Avec son goût affecté du flou, ses images à la poésie générique (des rideaux transparents qui flottent dans le vent ; de puissants rayons de soleil traversant les feuilles des arbres), la mise en scène, au service d’un programme aussi doloriste que misérabiliste, paraît d’abord manquer de relief. Le film finit toutefois par convaincre davantage lorsqu’il s’attarde sur chaque membre de la bande, pour prendre le temps de mieux les caractériser. C’est notamment le cas des scènes focalisées sur Konni, le plus incontrôlable et agressif (on le surnomme « l’animal »), dont le goût pour la destruction gratuite apporte un peu de rugosité à l’approche trop ouvragée de l’ensemble. C’est lui qui porte la bascule romanesque et amère de l’intrigue, qui voit Addi prendre progressivement conscience de son décalage par rapport à cette virilité toxique. La belle idée du scénario est de mêler cette maturation à un argument discrètement fantastique : l’adolescent se découvre progressivement un don de voyance. Ses rêves prémonitoires colorent la mise en scène de visions plus singulières, en particulier celle d’un spectre brumeux surgissant à plusieurs reprises. Guðmundsson fait preuve d’une certaine inventivité dans cette veine onirique rehaussant des éléments prosaïques d’une portée fantastique : un oiseau géant se révèle être en vérité un nuage à la forme étrange ; des antagonistes sont animalisés par des sons ou des détails (un tatouage dans le dos) ; l’eau d’une vision vient petit à petit se refléter de manière surnaturelle sur les murs décrépis d’une maison vétuste.

Ce versant du film creuse par ailleurs un horizon de conte assez explicite – en témoigne un personnage de beau-père sorti de prison, que la mise en scène dépeint comme une sorte d’ogre par une série d’effets (des sons bestiaux, la manière dont son corps écrase le cadre, etc.).
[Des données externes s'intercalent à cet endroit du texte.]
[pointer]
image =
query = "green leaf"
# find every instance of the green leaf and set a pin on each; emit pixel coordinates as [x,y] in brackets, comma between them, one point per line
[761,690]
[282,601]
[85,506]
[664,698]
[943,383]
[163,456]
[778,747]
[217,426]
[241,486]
Commence alors à poindre une dimension presque grotesque mais qui reste inexploitée, Guðmundsson lui préférant une atmosphère un peu trop schématiquement pesante. Face à la brutalité des personnages, on pourrait croire le titre ironique ; il ne l’est en réalité aucunement. Si le film, par sa peinture d’un groupe qui se délite et la mise en scène de violence sexuelles, fait parfois penser à Spetters, il lui manque la frontalité teintée d’ironie et d’ambivalence dont témoigne Verhoeven. Là où Spetters signifiait à la fois « éclaboussures » et « beaux gosses », les « belles créatures » finissent ici rattrapées par cette tentation enjoliveuse que l’on redoutait initialement. En ce sens, le titre original – Berdreymi (« cauchemar » en islandais) — ne lui convient pas beaucoup mieux. Le romanesque du film, qui contrebalance un peu sa complaisance, demeure timoré : en épousant le point de vue d’Addi, le récit se teinte certes de fantastique, mais aussi de la « normalité » du personnage (qu’il confesse de lui-même au détour d’une pensée retranscrite par la voix off). Le film en tire à la fois sa force et sa faiblesse : une belle sensibilité adolescente, mais qui reste un peu trop sage.